Their case had been delayed as a local judge and bureaucrats in Kiev bickered over a technicality and the wording of documents needed to approve Melissa’s adoption. While they waited, Crimea marched towards independence and eventual unification with Russia.

James returned home to work and Kristine stayed behind to see the adoption through. The situation in Crimea became more tense as the referendum neared. Pro-Russian crowds marched through the streets while dragging the Ukrainian flag and denouncing Kiev’s western backers. Proctor kept a low profile.

The Proctors met Melissa, whose birth name is Yana, in December just months before her 16th birthday– the age when she would grow out of Ukraine’s orphanage system and be left to fend largely on her own.

“We had an instant connection,” Kristine recalled.

Even though Ukraine was plunged into uncertainty by street protests in the capital, Crimea had largely been calm. The Proctors hoped everything would be completed quickly.

But by the time the court finally issued its decree approving Melissa’s adoption, it was a day after the referendum. Crimea’s unification with Russia was still days away, but local bureaucrats were already making the change. They stopped issuing the Ukrainian documents Melissa needed to leave the orphanage and complete her adoption.

Inna called passport agencies, frantically searching for one that would issue a Ukrainian one to Melissa.

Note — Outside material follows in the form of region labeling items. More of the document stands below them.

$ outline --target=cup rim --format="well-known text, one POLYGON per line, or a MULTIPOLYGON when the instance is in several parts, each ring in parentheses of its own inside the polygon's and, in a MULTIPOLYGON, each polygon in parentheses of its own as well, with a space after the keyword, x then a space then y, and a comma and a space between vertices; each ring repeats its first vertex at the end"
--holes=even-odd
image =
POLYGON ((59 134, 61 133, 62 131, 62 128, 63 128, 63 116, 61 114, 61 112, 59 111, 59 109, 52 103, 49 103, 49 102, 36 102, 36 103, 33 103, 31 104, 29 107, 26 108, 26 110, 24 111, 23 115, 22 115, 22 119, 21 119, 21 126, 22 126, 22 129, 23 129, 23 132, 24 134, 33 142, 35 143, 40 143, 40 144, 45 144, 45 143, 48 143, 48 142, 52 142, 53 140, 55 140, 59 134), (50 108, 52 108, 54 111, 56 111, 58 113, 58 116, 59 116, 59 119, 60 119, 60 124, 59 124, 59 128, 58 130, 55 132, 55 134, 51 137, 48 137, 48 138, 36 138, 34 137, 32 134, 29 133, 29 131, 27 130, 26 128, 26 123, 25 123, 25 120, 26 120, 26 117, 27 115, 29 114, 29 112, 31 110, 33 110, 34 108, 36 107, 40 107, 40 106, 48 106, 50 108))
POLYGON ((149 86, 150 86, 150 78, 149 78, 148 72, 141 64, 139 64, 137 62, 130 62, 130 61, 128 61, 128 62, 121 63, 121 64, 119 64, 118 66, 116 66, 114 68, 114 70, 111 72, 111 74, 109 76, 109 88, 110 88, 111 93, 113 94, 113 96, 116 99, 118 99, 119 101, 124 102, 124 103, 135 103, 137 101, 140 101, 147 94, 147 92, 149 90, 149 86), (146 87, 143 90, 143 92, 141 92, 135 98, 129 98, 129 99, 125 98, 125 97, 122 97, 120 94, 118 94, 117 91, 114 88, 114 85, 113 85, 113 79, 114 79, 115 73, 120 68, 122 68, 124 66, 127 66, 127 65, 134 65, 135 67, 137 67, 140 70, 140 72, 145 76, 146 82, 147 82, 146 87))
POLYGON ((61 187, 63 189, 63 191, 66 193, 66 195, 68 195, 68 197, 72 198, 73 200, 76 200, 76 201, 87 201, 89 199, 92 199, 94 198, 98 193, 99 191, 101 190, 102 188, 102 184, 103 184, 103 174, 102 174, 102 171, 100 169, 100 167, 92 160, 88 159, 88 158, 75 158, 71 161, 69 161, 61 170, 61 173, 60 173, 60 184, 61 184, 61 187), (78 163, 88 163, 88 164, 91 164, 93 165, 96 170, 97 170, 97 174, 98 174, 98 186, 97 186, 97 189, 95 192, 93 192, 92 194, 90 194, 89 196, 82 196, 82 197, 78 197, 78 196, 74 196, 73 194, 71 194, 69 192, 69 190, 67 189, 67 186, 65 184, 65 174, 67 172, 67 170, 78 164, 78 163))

None would. Eventually she found a bureaucrat willing to issue her a tax identification number. It was enough to get train to tickets to Kiev.

They boarded the overnight train just hours before Russia completed its annexation of the region.

“When the train came into the station (in Kiev), Inna and I looked at each other and started crying,” Proctor said. “We were in survival mode and it all hits you.”

But in Kiev their troubles continued. Officials there would not issue a passport, demanding instead that they return to Crimea.

“I told them, ‘Do you know what’s going on there? That is not an option,'” Proctor recalled.

Melissa’s case was stuck in limbo for days as she and her new family searched for a solution. Finally, Ukraine’s policies caught up to the geopolitical realities and they changed the rules, allowing Crimeans to receive passports in other regions.

Melissa received her passport and an American visa last week. They left Ukraine for the United States on Saturday afternoon. Melissa had never been more than a couple hours from her orphanage in Crimea.

“She’s very excited,” Proctor said. “She’s a very confident young lady. Very smart. I think she’ll really flourish.”

Advocates say many more Crimeans orphans who were on the verge of being adopted by Americans are left behind. Even though the children there are still Ukrainian citizens for now, their cases have been halted and advocates say it is highly unlikely Russian authorities will allow their American adoptions to go through.